First, welcome to Outbackers!

Most likely a bad heating element. You need to isolate and measure the resistance to see if it is within limits. Or you could just disconnect the element and see if the breaker still trips once the element is no longer in the circuit. If it doesn't, replace the element.

Let us know how it goes.

DAN


----------



## H2oSprayer (Aug 5, 2006)

Welcome to the group. Dan posted a great start for troubleshooting. As far as your second question; yes, you can use both electric and LP to fire your hot water heater. When hooked up to shore power, we typically keep our heater set to electric only unless we are taking showers and would like a quicker recovery time.


----------



## Todd&Regan (Jul 1, 2010)

H2oSprayer said:


> Welcome to the group.
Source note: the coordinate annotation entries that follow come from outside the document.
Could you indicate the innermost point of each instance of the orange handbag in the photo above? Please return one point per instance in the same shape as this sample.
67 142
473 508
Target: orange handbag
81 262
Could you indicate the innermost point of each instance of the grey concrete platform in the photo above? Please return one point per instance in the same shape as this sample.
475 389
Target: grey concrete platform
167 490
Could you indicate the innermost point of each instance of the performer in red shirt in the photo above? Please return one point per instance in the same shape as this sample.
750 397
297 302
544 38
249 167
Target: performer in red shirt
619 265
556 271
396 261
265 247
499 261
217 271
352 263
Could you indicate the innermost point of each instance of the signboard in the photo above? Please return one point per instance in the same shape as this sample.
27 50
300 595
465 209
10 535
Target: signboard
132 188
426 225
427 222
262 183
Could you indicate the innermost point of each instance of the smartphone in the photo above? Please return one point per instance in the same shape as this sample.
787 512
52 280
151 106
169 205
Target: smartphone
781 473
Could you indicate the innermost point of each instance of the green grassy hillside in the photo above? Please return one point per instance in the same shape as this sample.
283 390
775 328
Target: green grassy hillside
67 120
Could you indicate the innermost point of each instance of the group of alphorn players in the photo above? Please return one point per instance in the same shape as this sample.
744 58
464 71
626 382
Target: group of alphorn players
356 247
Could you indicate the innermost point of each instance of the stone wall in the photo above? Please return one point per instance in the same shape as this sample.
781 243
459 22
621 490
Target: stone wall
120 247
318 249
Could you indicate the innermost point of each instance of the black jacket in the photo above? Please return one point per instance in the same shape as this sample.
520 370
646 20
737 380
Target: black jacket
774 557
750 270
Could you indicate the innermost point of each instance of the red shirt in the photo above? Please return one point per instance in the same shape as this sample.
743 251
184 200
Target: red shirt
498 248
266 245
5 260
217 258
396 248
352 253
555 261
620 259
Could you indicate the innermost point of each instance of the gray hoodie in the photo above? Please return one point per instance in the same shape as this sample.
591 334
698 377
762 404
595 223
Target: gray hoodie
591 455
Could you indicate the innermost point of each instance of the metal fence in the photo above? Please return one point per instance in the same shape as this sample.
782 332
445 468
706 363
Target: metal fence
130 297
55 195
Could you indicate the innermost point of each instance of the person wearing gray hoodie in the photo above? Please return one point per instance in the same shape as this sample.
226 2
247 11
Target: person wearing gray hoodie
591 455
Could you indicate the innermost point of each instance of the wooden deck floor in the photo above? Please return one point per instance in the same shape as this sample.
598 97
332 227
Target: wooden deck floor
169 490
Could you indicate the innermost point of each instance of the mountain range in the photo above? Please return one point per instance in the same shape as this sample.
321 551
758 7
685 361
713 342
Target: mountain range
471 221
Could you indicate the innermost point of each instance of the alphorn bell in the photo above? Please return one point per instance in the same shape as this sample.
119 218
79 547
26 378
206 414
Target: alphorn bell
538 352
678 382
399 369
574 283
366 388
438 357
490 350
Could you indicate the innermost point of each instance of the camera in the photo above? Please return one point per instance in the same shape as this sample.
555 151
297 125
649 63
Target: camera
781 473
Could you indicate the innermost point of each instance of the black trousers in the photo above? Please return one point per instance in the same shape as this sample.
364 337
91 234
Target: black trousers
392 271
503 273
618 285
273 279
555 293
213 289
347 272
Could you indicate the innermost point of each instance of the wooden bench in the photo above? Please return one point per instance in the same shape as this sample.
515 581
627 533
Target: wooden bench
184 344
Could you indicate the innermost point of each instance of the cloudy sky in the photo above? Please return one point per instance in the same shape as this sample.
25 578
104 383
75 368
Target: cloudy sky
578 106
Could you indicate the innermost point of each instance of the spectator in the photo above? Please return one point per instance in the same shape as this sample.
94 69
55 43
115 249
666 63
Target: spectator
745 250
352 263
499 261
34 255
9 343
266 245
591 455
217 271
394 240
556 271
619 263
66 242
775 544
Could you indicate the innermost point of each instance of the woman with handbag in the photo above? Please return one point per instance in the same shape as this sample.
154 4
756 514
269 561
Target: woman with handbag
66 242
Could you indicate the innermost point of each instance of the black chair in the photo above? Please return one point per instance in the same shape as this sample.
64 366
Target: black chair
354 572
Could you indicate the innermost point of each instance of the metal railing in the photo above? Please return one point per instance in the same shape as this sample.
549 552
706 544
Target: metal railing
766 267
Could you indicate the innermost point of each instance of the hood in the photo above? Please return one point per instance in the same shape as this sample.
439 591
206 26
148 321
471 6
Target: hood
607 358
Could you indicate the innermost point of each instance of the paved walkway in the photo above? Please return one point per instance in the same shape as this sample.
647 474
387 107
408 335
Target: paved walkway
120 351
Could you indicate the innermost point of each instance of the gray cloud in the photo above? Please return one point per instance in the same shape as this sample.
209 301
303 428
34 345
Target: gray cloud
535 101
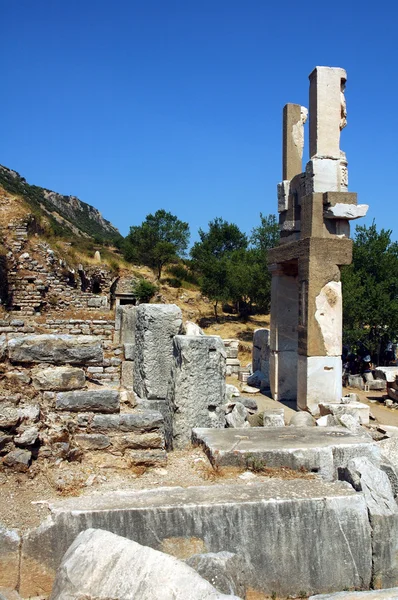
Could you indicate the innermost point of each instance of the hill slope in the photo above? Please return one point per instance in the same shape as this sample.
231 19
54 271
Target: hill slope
67 214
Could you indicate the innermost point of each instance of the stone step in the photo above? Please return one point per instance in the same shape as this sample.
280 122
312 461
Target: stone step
295 535
318 449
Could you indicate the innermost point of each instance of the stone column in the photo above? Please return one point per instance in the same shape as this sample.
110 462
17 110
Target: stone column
196 389
283 332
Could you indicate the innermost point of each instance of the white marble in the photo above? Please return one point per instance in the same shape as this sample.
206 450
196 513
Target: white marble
329 313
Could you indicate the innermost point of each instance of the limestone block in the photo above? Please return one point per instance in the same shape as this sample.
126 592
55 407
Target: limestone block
102 565
261 350
383 515
92 441
144 420
323 175
156 325
191 328
59 378
279 521
238 416
54 348
319 379
346 211
390 594
302 419
388 373
128 351
283 190
356 409
329 316
197 385
274 417
9 557
105 401
127 324
127 374
283 375
225 570
3 346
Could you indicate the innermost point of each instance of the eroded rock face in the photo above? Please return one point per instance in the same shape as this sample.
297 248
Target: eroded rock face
197 385
155 327
225 570
101 565
59 378
104 401
56 349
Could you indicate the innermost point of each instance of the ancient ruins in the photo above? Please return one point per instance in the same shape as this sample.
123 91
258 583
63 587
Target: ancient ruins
315 209
311 508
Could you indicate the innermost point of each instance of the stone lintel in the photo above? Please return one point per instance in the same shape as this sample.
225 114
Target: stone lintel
333 250
333 198
326 95
293 141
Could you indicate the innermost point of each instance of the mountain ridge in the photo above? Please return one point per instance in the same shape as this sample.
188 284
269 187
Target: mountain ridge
69 212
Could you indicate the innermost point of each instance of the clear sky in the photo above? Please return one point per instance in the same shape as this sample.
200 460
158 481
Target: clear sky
138 105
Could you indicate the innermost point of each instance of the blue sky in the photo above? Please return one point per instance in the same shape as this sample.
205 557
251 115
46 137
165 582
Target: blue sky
138 105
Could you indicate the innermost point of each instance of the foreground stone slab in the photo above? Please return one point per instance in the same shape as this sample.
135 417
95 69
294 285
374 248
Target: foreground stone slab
9 557
155 327
289 532
104 401
390 594
100 564
59 378
196 389
318 449
73 349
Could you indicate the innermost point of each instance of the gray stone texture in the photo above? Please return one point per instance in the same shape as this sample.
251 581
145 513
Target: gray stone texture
52 348
9 557
59 378
365 477
127 324
138 421
390 594
156 325
101 565
105 401
3 346
302 419
317 449
225 570
197 385
297 534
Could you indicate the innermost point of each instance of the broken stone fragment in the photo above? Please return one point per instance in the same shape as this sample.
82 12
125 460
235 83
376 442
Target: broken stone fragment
227 571
59 378
28 437
18 459
106 401
237 417
302 419
100 564
9 416
54 348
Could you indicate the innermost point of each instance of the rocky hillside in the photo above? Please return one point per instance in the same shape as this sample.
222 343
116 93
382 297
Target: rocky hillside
67 214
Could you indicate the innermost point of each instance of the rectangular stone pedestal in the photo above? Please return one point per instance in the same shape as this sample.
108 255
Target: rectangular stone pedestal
319 379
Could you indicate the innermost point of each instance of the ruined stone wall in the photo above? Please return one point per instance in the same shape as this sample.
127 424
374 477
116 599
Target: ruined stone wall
37 280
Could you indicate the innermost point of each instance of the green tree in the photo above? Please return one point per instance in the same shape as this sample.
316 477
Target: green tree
370 290
161 239
211 257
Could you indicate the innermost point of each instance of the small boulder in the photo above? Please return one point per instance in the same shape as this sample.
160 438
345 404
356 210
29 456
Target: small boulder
225 570
18 459
101 565
302 419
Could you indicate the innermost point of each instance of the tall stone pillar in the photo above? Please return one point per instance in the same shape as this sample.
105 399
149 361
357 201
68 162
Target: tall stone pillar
283 332
315 209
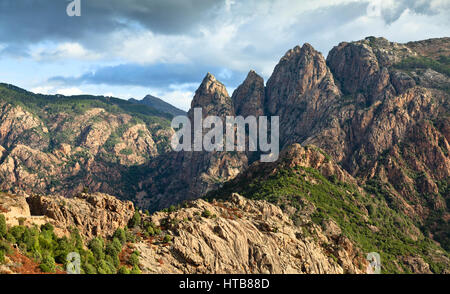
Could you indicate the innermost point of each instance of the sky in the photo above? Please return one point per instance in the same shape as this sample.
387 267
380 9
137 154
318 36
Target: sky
131 48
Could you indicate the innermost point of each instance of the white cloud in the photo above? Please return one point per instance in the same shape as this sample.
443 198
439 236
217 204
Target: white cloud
62 51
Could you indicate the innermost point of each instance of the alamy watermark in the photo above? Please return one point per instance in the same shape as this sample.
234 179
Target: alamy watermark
74 8
235 134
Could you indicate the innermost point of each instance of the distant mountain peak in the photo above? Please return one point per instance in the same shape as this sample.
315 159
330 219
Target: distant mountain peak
160 105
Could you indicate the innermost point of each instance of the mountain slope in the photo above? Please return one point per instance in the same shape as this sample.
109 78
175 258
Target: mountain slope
310 187
159 104
58 144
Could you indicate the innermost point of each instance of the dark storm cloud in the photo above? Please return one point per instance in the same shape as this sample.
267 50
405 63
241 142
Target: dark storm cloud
158 75
27 21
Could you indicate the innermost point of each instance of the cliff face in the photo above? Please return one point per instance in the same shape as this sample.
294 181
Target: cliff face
94 215
51 144
245 236
379 109
178 176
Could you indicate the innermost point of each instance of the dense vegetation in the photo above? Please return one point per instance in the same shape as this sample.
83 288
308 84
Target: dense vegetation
44 105
100 256
356 213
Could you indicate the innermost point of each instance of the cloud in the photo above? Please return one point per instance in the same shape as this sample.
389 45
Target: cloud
63 51
38 20
157 75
Dan posted a great start for troubleshooting. As far as your second question; yes, you can use both electric and LP to fire your hot water heater. When hooked up to shore power, we typically keep our heater set to electric only unless we are taking showers and would like a quicker recovery time.


Excellent point! I never thought of using both electric and LP for quicker recovery.


----------